Я и глаза раскрыл. Не знаю – реветь, не знаю – драться. Вылетел я от Терлюкова, помчался прямым ходом к о. Геннадию. «Геннадий, – еще в дверях кричу, – неужто мы с тобой от скуки завелись? Разреши сомненья, где тут суть?» А Геннадий засмеялся: «От скуки, говоришь? Это наврал тебе Терлюков. Начало всему есть вышний! А в Терлюкове это толчок неопытного беса!» Ага, думаю, изобретатель одноглазый! – и полетел к Терлюкову. Бегу к нему через весь город, спотыкаюсь, зубами поскрежещиваю. «Врешь ты, – кричу я ему, едва прибежал, – перпетун несчастный! Я от вышнего, а это ты от скуки завелся!» А он, Димитрий-то Никанорович, смеется да так и пронзает меня цельным своим глазом: «Тебе поп наврал, чтоб власть над тобой взять. В наше время всегда так будет: кто лучше врет, тот и властвует! Вышнего никакого нет, а вышний твой тоже от скуки завелся…»

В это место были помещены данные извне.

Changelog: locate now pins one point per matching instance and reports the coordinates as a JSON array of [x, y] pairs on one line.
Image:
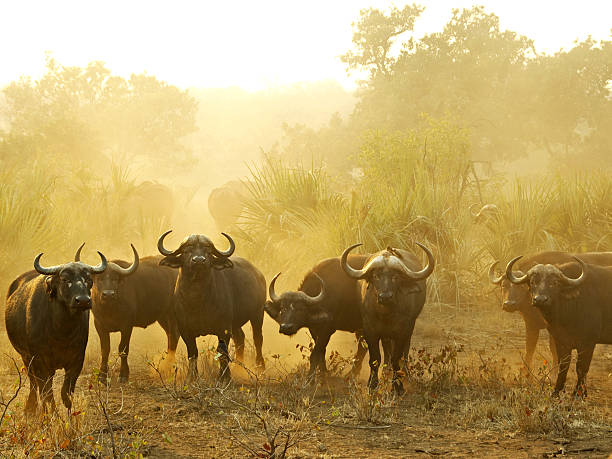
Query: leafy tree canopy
[[86, 114]]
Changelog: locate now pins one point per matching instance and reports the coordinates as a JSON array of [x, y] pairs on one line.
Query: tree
[[82, 114], [374, 36]]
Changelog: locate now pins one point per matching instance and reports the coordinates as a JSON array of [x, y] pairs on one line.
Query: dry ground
[[472, 404]]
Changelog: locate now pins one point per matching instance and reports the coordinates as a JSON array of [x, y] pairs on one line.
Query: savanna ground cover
[[467, 395]]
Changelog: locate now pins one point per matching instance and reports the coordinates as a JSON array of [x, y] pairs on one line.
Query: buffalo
[[326, 301], [132, 295], [215, 295], [392, 297], [575, 299], [516, 297], [47, 322], [225, 203]]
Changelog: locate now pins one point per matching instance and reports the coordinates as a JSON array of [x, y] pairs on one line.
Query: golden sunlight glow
[[242, 43]]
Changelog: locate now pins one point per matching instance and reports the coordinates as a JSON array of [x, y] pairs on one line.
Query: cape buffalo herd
[[392, 295], [575, 299], [515, 297], [47, 321], [197, 289], [132, 295]]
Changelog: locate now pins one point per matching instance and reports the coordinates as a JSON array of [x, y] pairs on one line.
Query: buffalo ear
[[173, 261], [272, 309], [318, 315], [413, 287], [51, 285], [570, 292]]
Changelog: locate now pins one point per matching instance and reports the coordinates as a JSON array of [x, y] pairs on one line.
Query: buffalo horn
[[273, 296], [42, 270], [320, 296], [101, 267], [129, 270], [426, 271], [160, 245], [229, 251], [77, 255]]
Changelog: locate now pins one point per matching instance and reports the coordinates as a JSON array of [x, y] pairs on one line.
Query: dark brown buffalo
[[393, 293], [326, 301], [517, 298], [215, 296], [129, 295], [575, 299], [47, 322]]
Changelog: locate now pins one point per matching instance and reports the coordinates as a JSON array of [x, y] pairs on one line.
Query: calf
[[392, 297], [133, 295], [47, 322], [326, 301], [575, 299], [215, 295]]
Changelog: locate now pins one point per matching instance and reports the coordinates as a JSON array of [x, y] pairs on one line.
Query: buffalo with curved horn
[[47, 321], [130, 295], [215, 295], [516, 298], [575, 299], [392, 297], [326, 301]]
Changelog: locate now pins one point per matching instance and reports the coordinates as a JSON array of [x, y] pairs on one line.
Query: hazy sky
[[252, 44]]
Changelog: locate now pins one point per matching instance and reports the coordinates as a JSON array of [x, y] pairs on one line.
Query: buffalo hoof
[[398, 388]]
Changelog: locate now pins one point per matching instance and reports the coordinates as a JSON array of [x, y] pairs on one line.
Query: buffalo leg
[[104, 353], [32, 396], [172, 335], [531, 333], [553, 350], [124, 350], [70, 379], [362, 349], [397, 354], [224, 371], [565, 356], [45, 389], [238, 337], [583, 362], [317, 356], [387, 351], [374, 351], [257, 329], [192, 356]]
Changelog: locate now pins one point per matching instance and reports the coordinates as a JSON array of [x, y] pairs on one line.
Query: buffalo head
[[196, 254], [387, 273], [70, 283], [108, 284], [513, 296], [294, 310], [547, 282]]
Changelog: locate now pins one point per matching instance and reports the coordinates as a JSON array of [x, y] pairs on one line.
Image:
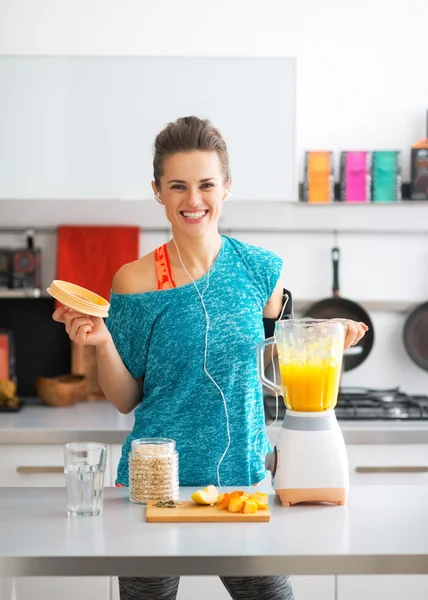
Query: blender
[[309, 462]]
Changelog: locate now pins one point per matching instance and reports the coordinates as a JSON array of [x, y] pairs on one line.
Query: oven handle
[[36, 469], [392, 469]]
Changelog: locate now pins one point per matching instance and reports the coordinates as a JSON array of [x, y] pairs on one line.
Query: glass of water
[[84, 468]]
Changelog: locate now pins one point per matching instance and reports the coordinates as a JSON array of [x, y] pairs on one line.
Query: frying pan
[[415, 335], [337, 307]]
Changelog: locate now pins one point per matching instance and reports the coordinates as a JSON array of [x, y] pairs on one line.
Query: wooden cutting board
[[189, 512]]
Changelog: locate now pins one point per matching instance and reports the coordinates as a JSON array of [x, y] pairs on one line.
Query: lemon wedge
[[208, 495]]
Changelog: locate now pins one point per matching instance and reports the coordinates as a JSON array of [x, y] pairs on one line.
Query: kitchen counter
[[101, 422], [382, 530]]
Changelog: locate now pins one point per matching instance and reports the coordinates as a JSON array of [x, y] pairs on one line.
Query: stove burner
[[365, 404]]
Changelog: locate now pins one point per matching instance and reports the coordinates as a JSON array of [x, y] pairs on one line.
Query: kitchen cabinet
[[43, 466], [37, 466], [115, 454], [305, 587], [382, 587], [388, 464], [64, 588]]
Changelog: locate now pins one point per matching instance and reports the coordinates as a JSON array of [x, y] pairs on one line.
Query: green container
[[386, 177]]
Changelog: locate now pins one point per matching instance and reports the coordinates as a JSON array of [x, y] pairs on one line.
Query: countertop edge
[[367, 564], [356, 435]]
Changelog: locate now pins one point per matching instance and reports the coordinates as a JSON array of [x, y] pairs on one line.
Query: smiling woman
[[180, 342]]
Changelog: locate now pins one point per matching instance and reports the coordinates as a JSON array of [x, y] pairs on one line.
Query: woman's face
[[192, 190]]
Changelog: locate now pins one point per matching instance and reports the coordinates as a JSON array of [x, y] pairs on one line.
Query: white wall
[[361, 84], [361, 65]]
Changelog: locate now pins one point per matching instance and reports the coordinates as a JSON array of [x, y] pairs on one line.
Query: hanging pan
[[415, 335], [337, 307]]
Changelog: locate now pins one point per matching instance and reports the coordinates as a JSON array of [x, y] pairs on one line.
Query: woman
[[179, 345]]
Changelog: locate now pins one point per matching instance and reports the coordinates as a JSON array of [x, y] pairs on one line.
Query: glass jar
[[153, 470]]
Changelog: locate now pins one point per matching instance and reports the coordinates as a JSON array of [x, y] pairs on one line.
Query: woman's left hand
[[355, 330]]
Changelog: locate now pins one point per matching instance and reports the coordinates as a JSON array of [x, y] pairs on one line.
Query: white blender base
[[311, 460], [313, 495]]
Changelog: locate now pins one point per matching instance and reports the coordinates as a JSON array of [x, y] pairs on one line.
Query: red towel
[[90, 255]]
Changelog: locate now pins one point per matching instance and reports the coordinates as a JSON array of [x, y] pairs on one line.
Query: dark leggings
[[239, 588]]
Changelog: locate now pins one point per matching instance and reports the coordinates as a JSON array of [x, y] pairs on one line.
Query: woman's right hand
[[82, 329]]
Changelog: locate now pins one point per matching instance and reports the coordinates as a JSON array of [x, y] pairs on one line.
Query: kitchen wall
[[359, 87]]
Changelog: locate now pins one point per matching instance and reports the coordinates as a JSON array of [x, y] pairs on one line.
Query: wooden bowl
[[64, 390], [78, 298]]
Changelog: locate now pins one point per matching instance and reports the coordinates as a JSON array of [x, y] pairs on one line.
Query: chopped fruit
[[236, 504], [223, 501], [260, 496], [250, 506], [208, 495], [260, 499]]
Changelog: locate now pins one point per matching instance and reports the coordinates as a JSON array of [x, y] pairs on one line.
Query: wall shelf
[[300, 306]]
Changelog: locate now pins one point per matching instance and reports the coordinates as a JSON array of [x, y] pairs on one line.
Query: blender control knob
[[271, 461]]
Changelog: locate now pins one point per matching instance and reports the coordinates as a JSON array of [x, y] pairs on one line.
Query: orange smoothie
[[310, 387]]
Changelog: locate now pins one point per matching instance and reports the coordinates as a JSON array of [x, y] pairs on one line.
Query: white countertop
[[382, 530], [101, 422]]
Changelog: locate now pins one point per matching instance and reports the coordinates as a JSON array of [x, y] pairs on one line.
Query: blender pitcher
[[309, 462], [310, 353]]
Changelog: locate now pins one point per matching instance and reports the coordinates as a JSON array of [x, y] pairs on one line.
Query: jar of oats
[[153, 470]]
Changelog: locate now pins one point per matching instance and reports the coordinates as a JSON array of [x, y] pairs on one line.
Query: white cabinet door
[[388, 464], [36, 466], [313, 587], [62, 588], [190, 588], [382, 587]]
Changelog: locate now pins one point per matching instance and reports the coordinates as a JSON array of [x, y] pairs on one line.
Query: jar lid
[[154, 446]]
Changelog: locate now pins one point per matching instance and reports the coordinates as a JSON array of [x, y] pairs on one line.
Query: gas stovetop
[[363, 404]]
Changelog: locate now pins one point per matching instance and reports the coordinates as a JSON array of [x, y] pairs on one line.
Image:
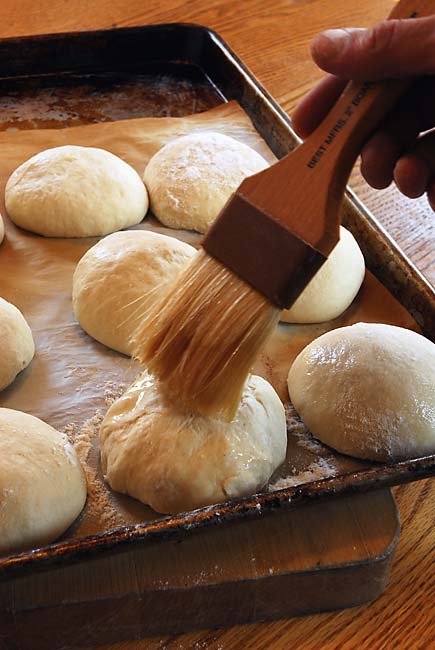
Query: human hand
[[400, 149]]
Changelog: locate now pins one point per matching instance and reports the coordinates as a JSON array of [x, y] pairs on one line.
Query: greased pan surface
[[173, 71]]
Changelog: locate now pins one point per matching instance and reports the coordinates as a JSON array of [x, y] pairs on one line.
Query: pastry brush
[[204, 334]]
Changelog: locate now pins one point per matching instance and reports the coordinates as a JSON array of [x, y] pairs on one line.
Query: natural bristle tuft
[[203, 336]]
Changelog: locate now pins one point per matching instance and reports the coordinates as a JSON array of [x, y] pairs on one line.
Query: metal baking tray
[[129, 73]]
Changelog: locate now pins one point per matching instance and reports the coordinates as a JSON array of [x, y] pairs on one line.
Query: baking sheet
[[73, 379]]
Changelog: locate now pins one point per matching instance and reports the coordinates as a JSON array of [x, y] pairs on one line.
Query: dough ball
[[75, 192], [175, 460], [16, 343], [368, 390], [42, 485], [112, 280], [334, 286], [190, 179]]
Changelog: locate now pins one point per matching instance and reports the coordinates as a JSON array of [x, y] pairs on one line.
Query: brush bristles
[[202, 338]]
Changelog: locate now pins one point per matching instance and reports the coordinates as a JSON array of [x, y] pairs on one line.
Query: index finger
[[316, 104]]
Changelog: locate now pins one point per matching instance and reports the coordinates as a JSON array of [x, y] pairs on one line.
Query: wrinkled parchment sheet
[[73, 379]]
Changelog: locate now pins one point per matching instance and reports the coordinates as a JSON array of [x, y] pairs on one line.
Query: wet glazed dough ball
[[16, 341], [191, 178], [42, 485], [174, 460], [112, 281], [75, 191], [368, 390], [334, 286]]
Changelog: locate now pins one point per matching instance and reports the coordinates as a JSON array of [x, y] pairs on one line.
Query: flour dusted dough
[[174, 460], [191, 178], [42, 486], [16, 343], [112, 281], [75, 191], [368, 390], [334, 286]]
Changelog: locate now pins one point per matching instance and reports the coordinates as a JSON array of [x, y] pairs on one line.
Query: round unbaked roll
[[17, 346], [112, 281], [368, 390], [334, 286], [42, 484], [191, 178], [174, 460], [75, 191]]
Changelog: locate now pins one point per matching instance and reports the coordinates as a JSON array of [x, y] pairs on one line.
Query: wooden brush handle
[[316, 173]]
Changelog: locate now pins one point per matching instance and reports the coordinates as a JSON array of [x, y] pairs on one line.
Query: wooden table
[[272, 37]]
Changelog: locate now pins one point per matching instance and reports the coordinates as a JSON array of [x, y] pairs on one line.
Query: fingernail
[[330, 44]]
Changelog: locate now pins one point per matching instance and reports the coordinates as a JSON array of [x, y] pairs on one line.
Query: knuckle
[[381, 37]]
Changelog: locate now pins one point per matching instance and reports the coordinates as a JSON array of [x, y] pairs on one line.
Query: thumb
[[390, 49]]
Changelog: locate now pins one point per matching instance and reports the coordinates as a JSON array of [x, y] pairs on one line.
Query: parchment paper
[[73, 379]]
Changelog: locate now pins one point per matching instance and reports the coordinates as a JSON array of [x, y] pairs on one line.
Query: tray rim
[[176, 526]]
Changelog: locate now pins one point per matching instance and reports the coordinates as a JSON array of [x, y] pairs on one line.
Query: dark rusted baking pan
[[201, 71]]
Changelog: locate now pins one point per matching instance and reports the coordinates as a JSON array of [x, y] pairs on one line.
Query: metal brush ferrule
[[262, 252]]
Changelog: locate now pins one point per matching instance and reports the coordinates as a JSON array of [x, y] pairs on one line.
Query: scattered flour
[[100, 511], [316, 471]]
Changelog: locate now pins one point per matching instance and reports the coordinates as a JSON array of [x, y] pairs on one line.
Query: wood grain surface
[[272, 37]]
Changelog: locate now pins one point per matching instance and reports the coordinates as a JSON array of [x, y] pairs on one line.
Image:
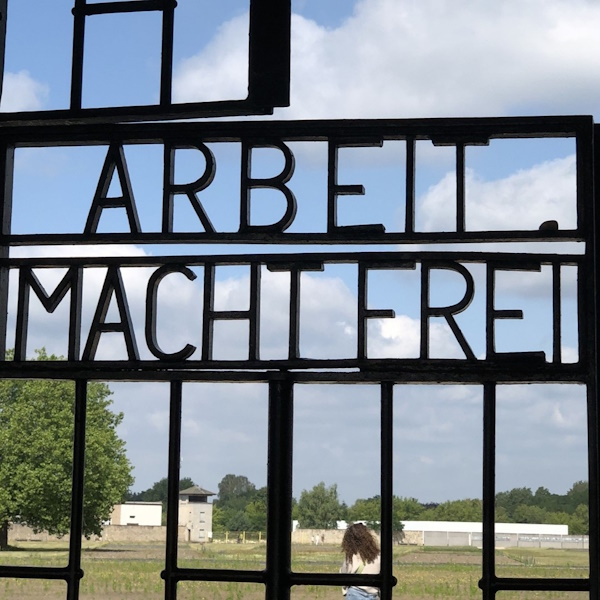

Поняв, что небылицу городил мне всю мою жизнь Геннадий, осатанел я вконец. С криком, как бешеный, помчался я к нему стремглав. «Поп, – кричу, – нет никакого вышнего! И сам твой вышний из сырости произошел. Зачем ты врал мне, Геннадий, которого я считал другом своего сердца!» А Геннадий усмехнулся тонко и говорит: «Что ж, в голенище на небо смотреть, так не то что вышнего, а и луны иной раз не увидишь…»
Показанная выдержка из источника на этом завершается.